Provider Configuration¶
Adding API Keys¶
Quick Setup
- Go to Settings → Models
- Select your provider
- Enter your API key
- Choose default models for each tier
Custom Endpoints¶
For self-hosted or custom model endpoints:
Fabric supports any OpenAI-compatible API endpoint.
Model Selection Strategy¶
Fabric automatically selects models based on the task:
| Task | Tier | Example Use Case |
|---|---|---|
| Planning | Large | Creating implementation plans, architecture decisions |
| Code Review | Large | Reviewing medium model output, complex refactoring |
| Implementation | Medium | Writing targeted code changes, merging edits |
| Quick Tasks | Small | Summaries, tab naming, background operations |
Manual Override
You can manually select any model regardless of tier from the model dropdown.
Cost Optimization¶
Budget-Friendly Options¶
Free models:
- OpenRouter: deepseek-r1:free
- Local: Any self-hosted model
Low-cost high-performers:
| Model | Provider | Cost/M | SWE-bench | Speed |
|---|---|---|---|---|
| qwen3-235b-thinking | OpenRouter | $0.71 | 52 | Moderate |
| gemini-2.5-flash | $0.75 | 32 | Fast | |
| deepseek-chat | Deepseek | $1.37 | 38 | Moderate |
| qwen-3-235b-instruct | Cerebras | $1.80 | 40 | Very Fast |
Performance Options¶
For maximum intelligence regardless of cost:
- claude-opus-4-5 - Best reasoning (SWE-bench: 72)

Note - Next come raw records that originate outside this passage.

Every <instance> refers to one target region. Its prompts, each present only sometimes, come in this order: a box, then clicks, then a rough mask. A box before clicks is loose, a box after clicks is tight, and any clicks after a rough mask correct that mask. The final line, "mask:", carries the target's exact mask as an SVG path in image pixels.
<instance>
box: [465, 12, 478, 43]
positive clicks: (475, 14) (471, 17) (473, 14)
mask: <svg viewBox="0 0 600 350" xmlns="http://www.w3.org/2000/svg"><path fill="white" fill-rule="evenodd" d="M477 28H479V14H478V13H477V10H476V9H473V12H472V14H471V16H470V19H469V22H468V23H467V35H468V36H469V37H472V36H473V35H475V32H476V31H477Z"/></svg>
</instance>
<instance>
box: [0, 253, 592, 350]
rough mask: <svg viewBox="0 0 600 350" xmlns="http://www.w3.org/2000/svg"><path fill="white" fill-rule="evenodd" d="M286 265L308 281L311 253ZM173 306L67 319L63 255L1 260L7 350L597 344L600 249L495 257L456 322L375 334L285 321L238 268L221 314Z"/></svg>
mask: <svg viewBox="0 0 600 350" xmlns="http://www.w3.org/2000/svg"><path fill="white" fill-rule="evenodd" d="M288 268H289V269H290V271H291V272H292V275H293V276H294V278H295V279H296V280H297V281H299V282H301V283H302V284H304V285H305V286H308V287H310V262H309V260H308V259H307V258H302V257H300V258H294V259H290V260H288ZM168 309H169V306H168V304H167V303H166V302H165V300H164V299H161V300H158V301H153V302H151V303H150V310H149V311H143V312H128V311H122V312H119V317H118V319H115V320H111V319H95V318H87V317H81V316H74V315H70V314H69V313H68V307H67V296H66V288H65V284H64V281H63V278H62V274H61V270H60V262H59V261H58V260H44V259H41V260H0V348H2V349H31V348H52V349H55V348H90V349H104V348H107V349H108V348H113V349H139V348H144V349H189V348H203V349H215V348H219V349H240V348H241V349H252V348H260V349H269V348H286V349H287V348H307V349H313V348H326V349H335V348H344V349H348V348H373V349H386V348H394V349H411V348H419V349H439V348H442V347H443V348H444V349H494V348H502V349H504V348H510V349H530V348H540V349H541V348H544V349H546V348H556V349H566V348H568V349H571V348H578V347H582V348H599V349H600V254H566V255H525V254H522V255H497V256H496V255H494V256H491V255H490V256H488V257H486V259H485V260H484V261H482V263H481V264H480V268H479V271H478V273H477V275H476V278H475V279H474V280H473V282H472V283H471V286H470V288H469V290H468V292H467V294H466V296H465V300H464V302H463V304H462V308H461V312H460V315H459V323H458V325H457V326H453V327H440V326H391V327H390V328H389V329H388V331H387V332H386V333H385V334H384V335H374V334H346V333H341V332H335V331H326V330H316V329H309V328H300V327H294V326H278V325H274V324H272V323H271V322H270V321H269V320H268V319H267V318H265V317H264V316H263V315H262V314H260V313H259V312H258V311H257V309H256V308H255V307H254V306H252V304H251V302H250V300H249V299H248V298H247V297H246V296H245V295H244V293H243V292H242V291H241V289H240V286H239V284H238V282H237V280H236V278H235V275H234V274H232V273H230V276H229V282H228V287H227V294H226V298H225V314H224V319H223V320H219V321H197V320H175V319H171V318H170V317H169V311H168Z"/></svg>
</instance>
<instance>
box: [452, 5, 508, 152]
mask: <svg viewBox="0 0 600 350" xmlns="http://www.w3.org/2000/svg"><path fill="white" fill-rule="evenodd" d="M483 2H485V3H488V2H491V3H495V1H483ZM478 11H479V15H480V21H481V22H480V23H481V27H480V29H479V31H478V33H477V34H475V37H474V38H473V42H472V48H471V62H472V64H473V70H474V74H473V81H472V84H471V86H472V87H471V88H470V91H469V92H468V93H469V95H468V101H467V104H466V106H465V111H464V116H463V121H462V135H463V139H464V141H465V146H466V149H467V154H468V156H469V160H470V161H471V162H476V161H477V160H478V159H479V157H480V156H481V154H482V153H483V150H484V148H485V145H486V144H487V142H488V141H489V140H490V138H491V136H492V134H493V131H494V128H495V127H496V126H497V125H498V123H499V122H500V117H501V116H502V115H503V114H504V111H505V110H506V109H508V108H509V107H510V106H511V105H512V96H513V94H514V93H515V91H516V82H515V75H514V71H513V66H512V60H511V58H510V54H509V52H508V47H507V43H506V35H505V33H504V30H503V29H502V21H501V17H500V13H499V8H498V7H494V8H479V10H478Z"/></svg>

- gpt-5-pro - Strong all-around (SWE-bench: 70)
- claude-sonnet-4-5 - Excellent balance (SWE-bench: 68)
Frequently Asked Questions¶
Which model should I use?
For most coding tasks: Start with claude-sonnet-4-5 or gpt-5.1-codex (large tier)
For quick tasks: Use claude-haiku-4-5 or gemini-2.5-flash (small tier)
For complex architecture: Use claude-opus-4-5 or gpt-5-pro (large tier)
On a budget: Use deepseek-r1:free or local models
How does tier selection work?
Fabric ranks models within each tier by:
- Intelligence (SWE-bench score)
- Speed (tokens per second)
- Efficiency (latency and cost)
The highest-ranked available model is auto-selected for each task type.
Can I use multiple providers simultaneously?
Yes! Configure API keys for multiple providers and Fabric will use the best available model for each task based on tier rankings.
Do I need all API keys?
No - configure only the providers you want to use. At minimum, one provider with large, medium, and small tier models is recommended.
What's the difference between reasoning types?
- On/Off: Simple toggle for extended thinking (Anthropic, Google, Deepseek)
- Effort Levels: Adjustable low/medium/high reasoning intensity (OpenAI)
Higher effort = better quality but slower responses and higher costs.
Can I add custom models?
Yes! Use the custom provider option with any OpenAI-compatible endpoint. Local models (llama.cpp, Ollama) are also supported.